Questions: Introduction to the Distributive Property
5 questions to test your understanding
Score: 0 / 5
Question 1 Multiple Choice
A student solves 6 × (10 + 4) by writing: 6 × 10 + 4 = 64. What error did she make?
AShe should have subtracted 4 instead of adding at the end
BShe correctly distributed 6 to 10, but forgot to also multiply 6 by 4
CShe should have added 10 + 4 first to get 14, then multiplied 6 × 14
DShe applied the wrong property; this requires the commutative property
The student distributed 6 to the first addend (10) but left the second addend (4) unchanged instead of multiplying it by 6. The correct application is 6 × 10 + 6 × 4 = 60 + 24 = 84. This is the most common distributive property error: the outside multiplier must reach every term inside the parentheses, not just the first one.
Question 2 Multiple Choice
An area model for 8 × 15 splits the rectangle into an 8-by-10 and an 8-by-5 section. Which equation does this model represent?
A8 × 15 = 8 × 10 + 5
B8 × 15 = (8 + 10) × (8 + 5)
C8 × 15 = 8 × 10 + 8 × 5
D8 × 15 = 8 + 10 × 8 + 5
The area model splits the large rectangle (8 × 15) into two smaller rectangles: one with dimensions 8 × 10 and one with 8 × 5. The total area is the sum of the two parts: 80 + 40 = 120. This matches a × (b + c) = a × b + a × c, where a = 8, b = 10, c = 5. Option A shows the classic error of distributing only to the first term.
Question 3 True / False
The distributive property allows you to break one multiplication problem into two easier ones, as long as the two parts you use add back up to the original number.
TTrue
FFalse
Answer: True
This is precisely the property's power: you can decompose one factor into any sum (e.g., 14 = 10 + 4, or 14 = 7 + 7, or 14 = 12 + 2), multiply each part by the outside number, and add the results. The only requirement is that the parts sum to the original factor. Each valid decomposition produces the same correct answer.
Question 4 True / False
In the expression 5 × (20 + 3), you mainly need to multiply 5 by 20, because 3 is just added at the end anyway.
TTrue
FFalse
Answer: False
The 3 must also be multiplied by 5. The correct expansion is 5 × 20 + 5 × 3 = 100 + 15 = 115. Treating 5 × (20 + 3) as 5 × 20 + 3 = 103 is a common error that undercounts by 12. Every term inside the parentheses must receive the outside multiplier — think of it as 5 groups of (20 + 3): every group contains both a 20 and a 3.
Question 5 Short Answer
Use an equal-groups story to explain why the distributive property requires multiplying the outside number by every term inside the parentheses, not just the first one.

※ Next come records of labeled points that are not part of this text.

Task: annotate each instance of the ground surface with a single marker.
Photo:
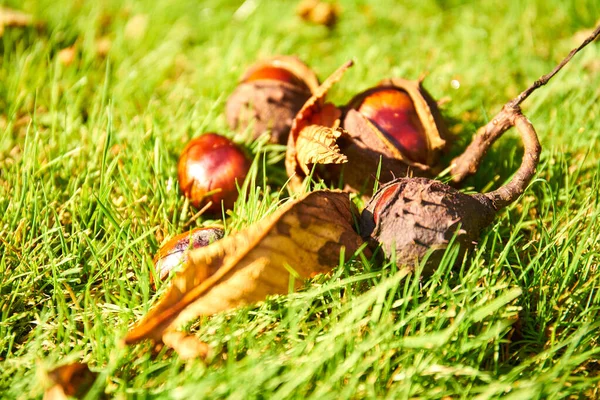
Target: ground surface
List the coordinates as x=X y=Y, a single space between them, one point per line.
x=88 y=191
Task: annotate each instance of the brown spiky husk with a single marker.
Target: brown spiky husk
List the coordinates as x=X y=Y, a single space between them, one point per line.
x=270 y=105
x=422 y=216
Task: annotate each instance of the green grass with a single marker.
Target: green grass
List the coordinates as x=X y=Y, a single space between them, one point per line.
x=88 y=191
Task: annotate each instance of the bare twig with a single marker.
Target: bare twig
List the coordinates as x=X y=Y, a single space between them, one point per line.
x=468 y=162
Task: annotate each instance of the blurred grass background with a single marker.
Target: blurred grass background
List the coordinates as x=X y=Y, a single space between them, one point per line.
x=89 y=140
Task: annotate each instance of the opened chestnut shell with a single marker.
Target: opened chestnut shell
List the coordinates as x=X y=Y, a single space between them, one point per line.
x=269 y=95
x=393 y=129
x=210 y=169
x=411 y=217
x=175 y=252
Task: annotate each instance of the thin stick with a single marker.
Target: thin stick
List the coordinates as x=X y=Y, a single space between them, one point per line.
x=468 y=162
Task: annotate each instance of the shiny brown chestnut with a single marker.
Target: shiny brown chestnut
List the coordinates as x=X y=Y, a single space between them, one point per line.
x=394 y=128
x=209 y=170
x=175 y=252
x=269 y=95
x=397 y=123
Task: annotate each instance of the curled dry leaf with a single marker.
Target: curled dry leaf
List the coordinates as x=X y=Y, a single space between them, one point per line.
x=302 y=239
x=71 y=380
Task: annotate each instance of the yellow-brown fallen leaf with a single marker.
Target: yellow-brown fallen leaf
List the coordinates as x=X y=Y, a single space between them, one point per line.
x=312 y=113
x=71 y=380
x=302 y=239
x=13 y=18
x=316 y=144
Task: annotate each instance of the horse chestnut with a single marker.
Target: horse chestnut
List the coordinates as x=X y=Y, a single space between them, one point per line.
x=175 y=252
x=269 y=95
x=209 y=168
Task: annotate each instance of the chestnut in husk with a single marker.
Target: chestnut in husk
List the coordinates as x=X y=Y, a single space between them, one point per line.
x=394 y=128
x=410 y=217
x=209 y=170
x=175 y=252
x=269 y=95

Think about your answer, then reveal below.
Model answer: Imagine 4 bags, and each bag contains 10 apples and 3 oranges. The total fruit is 4 × (10 + 3). To count all the fruit, you need 4 groups of apples (4 × 10 = 40) AND 4 groups of oranges (4 × 3 = 12). If you only multiplied 4 by the apples and just added 3 for the oranges, you'd have 43 instead of 52 — missing 9 oranges. Every group has all the parts, so every part must be multiplied by the number of groups: 40 + 12 = 52.
The equal-groups story makes the necessity of full distribution concrete. Each of the 4 groups contains both a 10-piece and a 3-piece; the outside multiplier (4) belongs to every element in every group. Partial distribution is like counting only some of the items in each group.